Richard Gere
Richard Gere spielt im neuen Kinofilm „Norman“eine tragische Figur mit Geltungssucht
glänzt im neuen Kinofilm „Norman“als New Yorker Macher.
Es gibt viele Wege, als Hollywoodstar im fortgeschrittenen Alter seine Karriere zu gestalten. Man kann auf den Regiestuhl wechseln, man kann gefühlt jedes Drehbuch annehmen wie Robert De Niro – und man kann sich mit ausgefallenen Rollen noch einmal einer neuen Herausforderung stellen. Diesen Weg hat Richard Gere gewählt, dessen schauspielerische Leistung oft von den leichtgewichtigeren Filmen, mit denen er Erfolge feierte, überdeckt wurde.

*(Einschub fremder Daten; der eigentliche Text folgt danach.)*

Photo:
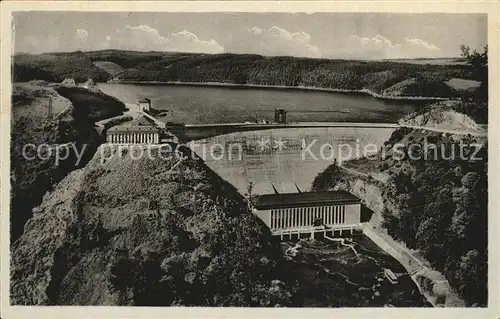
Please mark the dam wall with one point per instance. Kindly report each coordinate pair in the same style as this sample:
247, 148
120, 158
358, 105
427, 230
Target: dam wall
286, 158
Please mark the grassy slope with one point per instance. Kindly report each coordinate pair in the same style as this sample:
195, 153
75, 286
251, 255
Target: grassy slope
177, 218
72, 122
378, 76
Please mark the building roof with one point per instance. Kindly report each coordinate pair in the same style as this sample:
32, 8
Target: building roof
305, 199
133, 129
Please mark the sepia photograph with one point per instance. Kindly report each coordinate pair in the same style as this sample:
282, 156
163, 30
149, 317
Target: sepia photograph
266, 159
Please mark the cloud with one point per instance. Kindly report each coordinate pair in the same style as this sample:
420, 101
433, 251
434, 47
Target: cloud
146, 38
379, 47
274, 41
82, 35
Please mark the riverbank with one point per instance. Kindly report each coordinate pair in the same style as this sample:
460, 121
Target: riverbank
285, 88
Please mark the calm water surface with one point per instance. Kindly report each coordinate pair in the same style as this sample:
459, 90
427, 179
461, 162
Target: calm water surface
195, 104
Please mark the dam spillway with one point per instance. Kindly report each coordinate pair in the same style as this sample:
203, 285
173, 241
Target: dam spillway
285, 158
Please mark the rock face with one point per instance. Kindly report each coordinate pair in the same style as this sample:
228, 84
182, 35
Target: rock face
442, 116
150, 230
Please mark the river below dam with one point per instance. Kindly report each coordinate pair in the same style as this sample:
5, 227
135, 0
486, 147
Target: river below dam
200, 104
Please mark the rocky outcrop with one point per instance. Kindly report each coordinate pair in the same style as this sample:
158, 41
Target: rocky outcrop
52, 135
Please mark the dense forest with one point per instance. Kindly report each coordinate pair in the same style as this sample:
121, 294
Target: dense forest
381, 77
435, 204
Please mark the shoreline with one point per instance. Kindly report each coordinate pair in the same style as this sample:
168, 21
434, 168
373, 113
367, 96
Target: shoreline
287, 88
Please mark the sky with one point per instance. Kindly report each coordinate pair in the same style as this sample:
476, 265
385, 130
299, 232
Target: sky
318, 35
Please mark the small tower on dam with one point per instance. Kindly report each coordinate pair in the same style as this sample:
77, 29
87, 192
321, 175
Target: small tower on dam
280, 116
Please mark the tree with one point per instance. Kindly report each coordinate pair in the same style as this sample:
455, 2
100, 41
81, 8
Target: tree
479, 63
250, 195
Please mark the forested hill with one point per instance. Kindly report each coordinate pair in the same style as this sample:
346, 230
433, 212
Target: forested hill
381, 77
434, 204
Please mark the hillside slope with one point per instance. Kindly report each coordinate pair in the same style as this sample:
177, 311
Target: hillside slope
71, 121
169, 232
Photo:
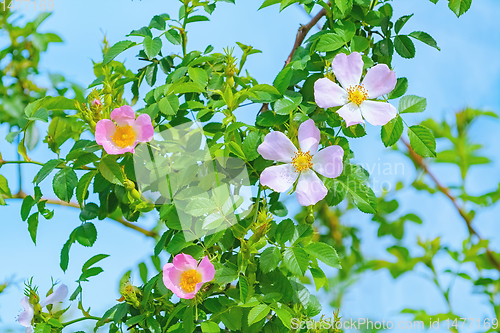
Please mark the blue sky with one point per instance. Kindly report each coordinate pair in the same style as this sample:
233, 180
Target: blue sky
465, 73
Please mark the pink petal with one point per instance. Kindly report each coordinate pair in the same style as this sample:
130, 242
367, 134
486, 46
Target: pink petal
328, 161
379, 80
277, 147
184, 262
328, 94
351, 114
378, 113
57, 296
206, 269
348, 69
309, 136
310, 189
26, 316
144, 128
123, 115
279, 177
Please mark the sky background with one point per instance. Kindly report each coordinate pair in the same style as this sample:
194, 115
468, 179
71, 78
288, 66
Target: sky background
465, 73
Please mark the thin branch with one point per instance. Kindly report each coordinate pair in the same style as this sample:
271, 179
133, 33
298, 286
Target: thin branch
149, 233
446, 191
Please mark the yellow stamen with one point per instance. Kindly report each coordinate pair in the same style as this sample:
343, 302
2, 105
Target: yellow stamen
302, 161
357, 94
189, 279
124, 136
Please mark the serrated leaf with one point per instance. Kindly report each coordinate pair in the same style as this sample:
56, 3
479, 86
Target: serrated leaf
64, 184
258, 313
391, 132
404, 46
324, 253
86, 234
424, 37
422, 141
269, 259
296, 260
412, 104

In „Norman“spielt der 68-Jährige nun eine besonders untypische Rolle: die eines alternden jüdischen „Fixers“in New York. Im Jiddischen werden Menschen wie er „Macher“genannt: Freischaffende Unternehmer mit einem großen Netzwerk, die Leute zusammenbringen und Deals vermitteln wollen, in der Hoffnung, dass dabei auch für sie etwas abfällt. Im Falle Normans hat diese Herangehensweise allerdings etwas Zwanghaftes und vielen Mitgliedern der jüdischen Gemeinde geht er mit seiner penetranten Art und fehlenden Distanz erkennbar auf die Nerven. Gere spielt seine Figur aber mit genau der richtigen Ambivalenz, sodass sie doch nicht ganz unsympathisch wirkt oder man zumindest Mitleid mit ihr empfindet.
Mit historischem Bezug
Als Norman erfährt, dass Micha Eshel (Lior Ashkenazi), der stellvertretende israelische Minister für Industrie, Handel und Arbeit, in New York an einer Konferenz teilnimmt, wittert er seine Chance. Scheinbar zufällig lauert er dem aufstrebenden Politiker auf und spendiert ihm beim Einkaufsbummel ein Paar sündhaft teure Schuhe. Die Investition zahlt sich aus, als Eshel drei Jahre später tatsächlich Karriere macht und sich an seinen Freund Norman erinnert. Der soll nun in inoffizieller Funktion für ihn die Beziehung mit der jüdischen Gemeinschaft in New York pflegen. Der Macher scheint nun endlich am Ziel angekommen zu sein – aber beim Versuch, alle Wünsche, die an ihn herangetragen werden, zu erfüllen, verfängt er sich zusehends in einem Netz aus schwer einlösbaren Versprechungen und Halbwahrheiten …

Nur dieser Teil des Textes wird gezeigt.